Verification determines if two different implementations of a digital design have the same functionality. Many formal and simulation-based tools are used for functional verification. In this work, we used Formality, the formal verification tool from Synopsys [6]. Verification is critical in ensuring that the high-level designs have been correctly implemented at the logic level and lower. The process of verification becomes very resource intensive as designs grow in size and complexity. In this project, the results of verification along with how long it took and the memory it used are written to an output log to be extracted as data for the ML engine in the next step.

#### Data Extraction:

This step in the process analyzes the output logs from formal verification. The files are parsed to acquire the time spent and memory used for verification of each design automatically in a python script. The extraction script reads in the output logs from the verification and saves them as data for the model to be trained on. Then testing and training is split apart and kept separate for accurate testing.



In addition, various elements of each design are measured and extracted to be used as input training and testing data for the neural network. The elements are extracted from the synthesized netlist file. Each input is a summation of the following features from the netlist: inputs, outputs, wires, and all used gates and digital elements. The similar gates were grouped into similar categories, based on their function and number of inputs. This grouping ensured that there was a reasonably small number of inputs for the model to train on.

#### *Machine Learning:*

The machine learning library, Tensorflow [7] was used in this research. Although a higher level API for deep learning built on top of Tensorflow called TFLearn [8] was more directly used. TFLearn provided the framework to design a neural network that could run on a GPU using CUDA. This allowed for more focus to go into the data itself and the neural network design. The neural network was designed in python and training was completed using the data extracted earlier. This data is used to teach the neural network how to predict the correct verification time and memory.
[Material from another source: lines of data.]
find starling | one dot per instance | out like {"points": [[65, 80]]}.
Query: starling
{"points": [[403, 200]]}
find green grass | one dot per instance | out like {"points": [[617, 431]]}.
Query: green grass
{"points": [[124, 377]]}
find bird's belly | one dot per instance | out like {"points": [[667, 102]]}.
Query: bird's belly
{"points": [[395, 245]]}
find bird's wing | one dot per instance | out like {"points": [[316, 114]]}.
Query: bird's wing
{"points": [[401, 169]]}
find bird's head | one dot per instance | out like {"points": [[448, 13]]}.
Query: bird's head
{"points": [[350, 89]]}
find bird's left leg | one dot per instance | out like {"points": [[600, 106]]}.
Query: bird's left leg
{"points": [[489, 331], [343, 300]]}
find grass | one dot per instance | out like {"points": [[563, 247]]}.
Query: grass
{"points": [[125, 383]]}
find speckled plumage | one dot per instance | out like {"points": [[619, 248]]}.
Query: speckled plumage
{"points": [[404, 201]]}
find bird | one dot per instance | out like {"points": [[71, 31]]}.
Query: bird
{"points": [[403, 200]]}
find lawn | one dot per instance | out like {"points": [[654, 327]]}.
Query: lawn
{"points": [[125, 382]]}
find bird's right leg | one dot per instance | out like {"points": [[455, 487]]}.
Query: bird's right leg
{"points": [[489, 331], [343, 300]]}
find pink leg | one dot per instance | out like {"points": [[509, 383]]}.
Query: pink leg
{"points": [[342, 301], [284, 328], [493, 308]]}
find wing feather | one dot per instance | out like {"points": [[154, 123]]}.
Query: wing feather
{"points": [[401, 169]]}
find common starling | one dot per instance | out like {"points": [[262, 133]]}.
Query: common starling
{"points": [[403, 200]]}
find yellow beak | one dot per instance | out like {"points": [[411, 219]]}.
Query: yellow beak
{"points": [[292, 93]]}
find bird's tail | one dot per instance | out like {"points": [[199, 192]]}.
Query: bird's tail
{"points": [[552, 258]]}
#### Genetic Algorithm Details

A genetic algorithm is a useful tool to solve optimization problems. They are part of the super-set of evolutionary algorithms. Genetic algorithms attempt to simulate the process of natural selection that takes place in the real world for different species. They work by artificially simulating chromosomal crossover, the mutation of genes, and the selection of which species survive to the next generation (Figure 1). Through this simulation, a population of chromosomes that have ever increasing fitness scores and different designs is created over many generations. Ideally the genetic algorithm will determine good combinations of genes that are a decent solution to the given optimization problem.



A genetic algorithm is used in this research to determine good parameters for the neural network design. Neural networks have many different features that all affect how they will function. These need to be chosen with care so that the network model will perform well for a specific application.

A genetic algorithm would be able to optimize the neural network to perform well with the given data and regression task. It has the ability to determine the following items in the neural network model:

- Number of Layers
- Number of Neurons
- Dropout Percentage
- Activation Function
- Optimization Algorithm
- Learning Rate

**Table 1** which follows shows some of the key features in the design of the genetic algorithm. The population size is the total number of chromosomes tested in each generation. This means there are 40 differently designed neural

Journal of Student Research

networks being tested each generation. A generation is a round of crossover, mutation, and selection of the next population. The fitness of each chromosome was calculated by taking the average percent error during two tests of its design. The inverse of each percent error was taken and then normalized with the rest of the scores. Selection was based on these fitness scores and each score directly corresponded to the percent chance of that chromosome becoming a parent for that spot in the parent pool.

Overall the genetic algorithm is able to create an optimized neural network that should perform exceptionally with the given data.

**Table 1.** Genetic Algorithm Details

| Population Size        | 40                  |
|------------------------|---------------------|
| Number of Generations  | 10                  |
| Starting Mutation Rate | 10%                 |
| Mutation Rate Decay    | 15% per Generation  |
| Crossover              | Uniform Crossover   |
| Fitness Function       | Averaged Error Rate |

#### Neural Network Details

The neural network was designed using the Tensorflow and TFLearn library and API in Python. The data used in the neural network is read from the output files of the previous scripts and organized into training and testing data. Out of all the data collected, 90% is used for training and 10% is used for testing. Out of the training data, another 10% is used for validation to make sure no over-fitting is taking place during the training process. The testing data is used to check the model with unseen data and check its performance once training is completed. A description of the neural network originally designed follows in Table 2.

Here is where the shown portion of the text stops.